The cesarean delivery rate rose to 21.5 percent in the United Kingdom for 2000–2001, and more than half of the country's deliveries involve some type of intervention (London Daily Telegraph May 1, 2002). In addition, according to new figures released by the U.K. Health Department's Hospital Episodes Statistics, another 21 percent of infants are delivered after induced labor and 11.5 percent are delivered using instruments such as forceps and vacuum extraction. The U.K.‘s cesarean rate, which has nearly doubled over the past decade, is now almost twice as high as the rate recommended by the World Health Organization, which recommends that cesarean sections account for no more than 10 to 15 percent of all births in a country. Whereas 10 percent of British women decide in advance that they want to deliver by means of cesarean, slightly more than 50 percent of all the procedures are performed as emergency interventions.
The National Childbirth Trust (NCT) ‘‘condemned’’ the U.K.‘s high cesarean rate, particularly criticizing the common use of emergency procedures (London Independent, May 1, 2002). Mary Newburn, head of policy research at the NCT, said that hospitals should help keep women upright and mobile during labor and should employ appropriate clinical checks before opting for emergency surgery. Newburn added that full midwifery support during labor can reduce the rates of cesareans and other interventions, but U.K. midwives say that severe shortages in their profession have resulted in some women not receiving necessary care during labor, leading to a rise in complications.
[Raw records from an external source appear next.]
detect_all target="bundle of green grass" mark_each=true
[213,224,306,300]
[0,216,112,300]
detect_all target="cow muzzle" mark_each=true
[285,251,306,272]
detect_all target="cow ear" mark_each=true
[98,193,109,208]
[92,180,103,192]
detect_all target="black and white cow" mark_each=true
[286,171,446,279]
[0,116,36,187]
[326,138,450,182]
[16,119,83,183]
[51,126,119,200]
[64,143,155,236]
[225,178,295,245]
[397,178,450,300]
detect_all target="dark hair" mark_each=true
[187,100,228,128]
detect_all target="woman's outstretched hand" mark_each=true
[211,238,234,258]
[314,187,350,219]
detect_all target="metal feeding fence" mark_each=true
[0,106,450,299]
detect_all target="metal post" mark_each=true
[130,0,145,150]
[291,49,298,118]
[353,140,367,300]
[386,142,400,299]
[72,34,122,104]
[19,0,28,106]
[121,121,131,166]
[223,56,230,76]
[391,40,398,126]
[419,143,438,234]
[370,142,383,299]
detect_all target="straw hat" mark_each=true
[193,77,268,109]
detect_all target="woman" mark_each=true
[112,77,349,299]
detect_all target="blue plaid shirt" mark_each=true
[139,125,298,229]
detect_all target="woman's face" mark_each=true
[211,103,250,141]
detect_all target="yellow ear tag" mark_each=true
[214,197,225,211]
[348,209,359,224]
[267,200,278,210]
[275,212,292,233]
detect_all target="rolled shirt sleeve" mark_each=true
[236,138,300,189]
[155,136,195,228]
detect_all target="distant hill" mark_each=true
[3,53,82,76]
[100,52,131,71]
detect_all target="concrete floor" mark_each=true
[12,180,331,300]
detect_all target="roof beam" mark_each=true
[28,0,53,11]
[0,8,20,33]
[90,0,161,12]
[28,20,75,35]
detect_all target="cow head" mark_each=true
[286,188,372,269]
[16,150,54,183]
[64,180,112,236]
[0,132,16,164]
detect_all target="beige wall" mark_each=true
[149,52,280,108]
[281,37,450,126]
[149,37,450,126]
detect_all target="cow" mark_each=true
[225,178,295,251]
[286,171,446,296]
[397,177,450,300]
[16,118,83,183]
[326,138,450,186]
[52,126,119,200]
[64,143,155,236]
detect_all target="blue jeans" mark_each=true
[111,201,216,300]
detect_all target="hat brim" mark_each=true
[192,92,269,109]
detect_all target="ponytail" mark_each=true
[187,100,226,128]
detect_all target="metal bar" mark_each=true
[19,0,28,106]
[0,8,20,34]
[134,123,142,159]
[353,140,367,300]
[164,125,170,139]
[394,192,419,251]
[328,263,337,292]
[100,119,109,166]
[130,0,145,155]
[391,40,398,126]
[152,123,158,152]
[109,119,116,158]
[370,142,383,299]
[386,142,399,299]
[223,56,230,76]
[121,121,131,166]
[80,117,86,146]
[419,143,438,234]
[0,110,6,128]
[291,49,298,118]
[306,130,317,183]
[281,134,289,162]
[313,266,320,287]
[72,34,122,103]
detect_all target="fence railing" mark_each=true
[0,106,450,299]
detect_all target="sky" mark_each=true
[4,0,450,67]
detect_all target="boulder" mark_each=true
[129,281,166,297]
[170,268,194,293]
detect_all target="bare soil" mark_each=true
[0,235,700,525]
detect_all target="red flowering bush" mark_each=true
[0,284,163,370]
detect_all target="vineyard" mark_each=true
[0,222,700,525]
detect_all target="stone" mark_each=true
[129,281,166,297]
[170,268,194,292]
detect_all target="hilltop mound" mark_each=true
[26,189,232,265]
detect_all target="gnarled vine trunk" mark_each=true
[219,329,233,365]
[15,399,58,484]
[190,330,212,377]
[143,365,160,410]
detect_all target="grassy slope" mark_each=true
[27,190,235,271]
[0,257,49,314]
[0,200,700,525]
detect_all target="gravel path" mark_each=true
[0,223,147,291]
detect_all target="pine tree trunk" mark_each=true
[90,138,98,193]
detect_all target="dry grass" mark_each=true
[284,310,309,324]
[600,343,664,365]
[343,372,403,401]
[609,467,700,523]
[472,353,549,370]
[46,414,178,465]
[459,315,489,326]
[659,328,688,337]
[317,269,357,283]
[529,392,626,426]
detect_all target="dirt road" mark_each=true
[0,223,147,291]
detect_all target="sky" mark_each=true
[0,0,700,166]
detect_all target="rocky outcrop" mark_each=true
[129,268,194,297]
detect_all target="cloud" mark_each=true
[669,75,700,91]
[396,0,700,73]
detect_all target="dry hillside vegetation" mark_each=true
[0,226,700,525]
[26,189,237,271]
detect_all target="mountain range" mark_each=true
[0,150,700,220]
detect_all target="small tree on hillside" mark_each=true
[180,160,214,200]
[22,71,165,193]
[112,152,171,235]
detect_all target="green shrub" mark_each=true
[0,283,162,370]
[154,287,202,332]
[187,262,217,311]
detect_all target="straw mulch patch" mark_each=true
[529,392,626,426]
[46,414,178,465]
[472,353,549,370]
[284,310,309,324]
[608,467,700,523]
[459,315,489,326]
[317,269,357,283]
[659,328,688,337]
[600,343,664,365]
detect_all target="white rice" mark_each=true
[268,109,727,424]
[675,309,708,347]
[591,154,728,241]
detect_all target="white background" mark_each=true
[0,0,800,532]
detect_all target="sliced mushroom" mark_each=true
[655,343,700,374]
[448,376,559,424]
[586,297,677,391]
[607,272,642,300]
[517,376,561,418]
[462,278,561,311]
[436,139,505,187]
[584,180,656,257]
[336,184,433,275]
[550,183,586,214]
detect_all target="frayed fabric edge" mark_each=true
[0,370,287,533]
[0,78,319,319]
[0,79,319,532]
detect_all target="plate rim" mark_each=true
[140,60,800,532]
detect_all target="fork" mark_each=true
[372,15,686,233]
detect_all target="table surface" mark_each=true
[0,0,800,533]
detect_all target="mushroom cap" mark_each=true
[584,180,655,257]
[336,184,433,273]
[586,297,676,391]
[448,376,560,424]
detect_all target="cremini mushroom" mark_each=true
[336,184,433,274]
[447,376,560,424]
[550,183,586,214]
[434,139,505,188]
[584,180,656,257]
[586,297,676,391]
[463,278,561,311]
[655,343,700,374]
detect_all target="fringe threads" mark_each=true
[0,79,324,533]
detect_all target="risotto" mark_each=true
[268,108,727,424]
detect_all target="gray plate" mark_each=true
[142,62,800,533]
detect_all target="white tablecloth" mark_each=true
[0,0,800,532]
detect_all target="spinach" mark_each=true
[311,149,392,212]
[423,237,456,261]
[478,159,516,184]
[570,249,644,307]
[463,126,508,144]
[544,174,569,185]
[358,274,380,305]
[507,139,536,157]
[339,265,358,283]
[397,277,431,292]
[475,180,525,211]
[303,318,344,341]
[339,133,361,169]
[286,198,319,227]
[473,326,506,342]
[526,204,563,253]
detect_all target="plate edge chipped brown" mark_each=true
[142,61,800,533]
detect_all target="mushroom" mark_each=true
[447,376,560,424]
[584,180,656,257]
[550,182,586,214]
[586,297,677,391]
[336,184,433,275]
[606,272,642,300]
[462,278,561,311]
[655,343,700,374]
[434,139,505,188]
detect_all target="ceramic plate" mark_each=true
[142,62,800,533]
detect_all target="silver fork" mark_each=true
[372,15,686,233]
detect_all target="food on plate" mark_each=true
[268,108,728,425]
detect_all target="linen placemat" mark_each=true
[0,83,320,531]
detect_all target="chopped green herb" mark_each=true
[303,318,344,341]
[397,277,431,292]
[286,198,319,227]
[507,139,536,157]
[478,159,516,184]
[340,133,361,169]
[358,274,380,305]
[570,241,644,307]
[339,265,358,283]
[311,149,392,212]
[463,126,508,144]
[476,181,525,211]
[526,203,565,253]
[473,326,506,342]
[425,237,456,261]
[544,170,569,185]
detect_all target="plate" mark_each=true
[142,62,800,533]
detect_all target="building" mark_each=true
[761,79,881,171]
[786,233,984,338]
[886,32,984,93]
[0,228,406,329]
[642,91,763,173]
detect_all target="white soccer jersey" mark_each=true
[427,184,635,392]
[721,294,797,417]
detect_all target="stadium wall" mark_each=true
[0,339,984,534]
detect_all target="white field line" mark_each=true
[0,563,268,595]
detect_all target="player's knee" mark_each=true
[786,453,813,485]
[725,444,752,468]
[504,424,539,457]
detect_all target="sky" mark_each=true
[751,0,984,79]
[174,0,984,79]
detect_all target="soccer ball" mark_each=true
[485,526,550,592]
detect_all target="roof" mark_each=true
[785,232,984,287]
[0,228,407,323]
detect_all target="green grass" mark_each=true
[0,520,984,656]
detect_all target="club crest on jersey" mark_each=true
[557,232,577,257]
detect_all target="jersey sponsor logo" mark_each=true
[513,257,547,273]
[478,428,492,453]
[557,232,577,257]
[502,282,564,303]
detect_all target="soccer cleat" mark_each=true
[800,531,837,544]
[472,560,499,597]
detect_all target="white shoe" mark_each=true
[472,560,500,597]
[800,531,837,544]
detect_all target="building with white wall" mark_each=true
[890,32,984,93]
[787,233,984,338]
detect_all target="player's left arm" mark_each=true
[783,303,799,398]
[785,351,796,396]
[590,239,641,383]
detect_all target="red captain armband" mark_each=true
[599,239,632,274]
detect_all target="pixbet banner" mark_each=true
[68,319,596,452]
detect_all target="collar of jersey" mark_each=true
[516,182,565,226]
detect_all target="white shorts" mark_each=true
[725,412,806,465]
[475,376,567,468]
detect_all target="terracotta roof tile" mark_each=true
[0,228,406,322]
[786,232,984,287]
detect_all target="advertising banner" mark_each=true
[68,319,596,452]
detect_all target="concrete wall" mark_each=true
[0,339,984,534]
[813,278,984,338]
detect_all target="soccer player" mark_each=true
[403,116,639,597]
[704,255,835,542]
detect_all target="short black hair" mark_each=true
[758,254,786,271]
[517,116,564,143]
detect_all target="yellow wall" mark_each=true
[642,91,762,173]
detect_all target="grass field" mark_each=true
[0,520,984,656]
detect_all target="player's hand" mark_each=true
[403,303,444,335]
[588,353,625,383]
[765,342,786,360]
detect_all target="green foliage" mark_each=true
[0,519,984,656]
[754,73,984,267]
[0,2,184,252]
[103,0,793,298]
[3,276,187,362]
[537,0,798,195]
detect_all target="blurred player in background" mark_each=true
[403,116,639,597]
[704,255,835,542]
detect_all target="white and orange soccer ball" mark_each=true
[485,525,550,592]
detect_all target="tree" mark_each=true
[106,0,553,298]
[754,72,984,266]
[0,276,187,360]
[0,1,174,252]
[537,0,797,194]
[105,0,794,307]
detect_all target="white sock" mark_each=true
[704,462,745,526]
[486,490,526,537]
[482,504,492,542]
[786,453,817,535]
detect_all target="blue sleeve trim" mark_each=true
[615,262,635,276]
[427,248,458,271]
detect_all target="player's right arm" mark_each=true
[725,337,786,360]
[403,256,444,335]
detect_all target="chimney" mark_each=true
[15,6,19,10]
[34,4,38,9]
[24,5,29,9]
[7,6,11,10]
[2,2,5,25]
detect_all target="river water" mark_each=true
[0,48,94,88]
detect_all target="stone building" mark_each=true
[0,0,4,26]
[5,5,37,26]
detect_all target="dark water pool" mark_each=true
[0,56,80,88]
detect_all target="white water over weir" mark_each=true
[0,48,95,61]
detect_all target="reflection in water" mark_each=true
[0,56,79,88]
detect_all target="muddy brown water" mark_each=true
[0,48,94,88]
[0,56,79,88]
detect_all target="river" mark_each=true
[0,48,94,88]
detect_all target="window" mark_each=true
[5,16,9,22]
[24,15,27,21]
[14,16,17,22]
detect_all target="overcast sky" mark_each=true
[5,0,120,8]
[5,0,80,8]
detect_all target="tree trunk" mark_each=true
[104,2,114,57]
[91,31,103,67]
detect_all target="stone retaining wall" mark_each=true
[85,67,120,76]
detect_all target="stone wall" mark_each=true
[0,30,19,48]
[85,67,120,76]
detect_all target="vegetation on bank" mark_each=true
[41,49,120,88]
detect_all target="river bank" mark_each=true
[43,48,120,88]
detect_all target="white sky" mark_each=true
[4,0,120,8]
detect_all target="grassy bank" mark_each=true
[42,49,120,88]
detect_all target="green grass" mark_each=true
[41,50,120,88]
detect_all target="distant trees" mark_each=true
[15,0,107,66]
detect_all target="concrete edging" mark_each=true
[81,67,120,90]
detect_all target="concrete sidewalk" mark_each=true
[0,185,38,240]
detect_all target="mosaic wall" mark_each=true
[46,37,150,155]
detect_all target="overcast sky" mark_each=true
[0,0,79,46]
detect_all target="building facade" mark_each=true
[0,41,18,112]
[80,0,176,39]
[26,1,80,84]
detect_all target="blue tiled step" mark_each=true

A spokesperson for the U.K. health department said that the National Health Service hopes to recruit 2000 midwives over the next four years but added that there is no direct evidence linking the shortage of midwives to the increase in cesareans. U.K. Public Health Minister Yvette Cooper issued new national standards for maternity units to the Royal College of Midwives in April, and the National Institute for Clinical Excellence next year plans to issue guidelines to hospitals outlining the circumstances in which cesarean sections should be performed.
Fertility clinics in the United Kingdom may have to subsidize care costs of twins and triplets created through in vitro fertilization (IVF) under a plan by the National Health Service (NHS) (BBC News April 13, 2002). Two hundred eighty-five sets of twins were born in the United Kingdom in 2000, compared with only 105 sets in 1985, a rise that is largely attributed to assisted reproductive services. Twins and triplets are three and seven times more likely, respectively, to need intensive care after birth than singleton infants, and the NHS states that multiple births cost the government about $86 million a year. Former U.K. Human Fertilization and Embryology Authority Chair Ruth Deech told the Times of London that penalties are needed to ‘‘curb’’ the high rate of multiple births to relieve NHS from ‘‘carry[ing] the burden’’ of costly neonatal care. U.K. fertility clinics are currently not insured for the treatment of ‘‘sick or disabled’’ infants, and researchers estimate that a mandatory insurance program to supplement the care of premature twins and triplets could save the NHS $10.8 million a year in costs. Many leading fertility specialists have criticized the plan, however, saying that penalizing clinics for creating multiple pregnancies would ‘‘wreck the hopes’’ of women seeking IVF treatment whose odds of conception using only two implanted embryos may be rather small.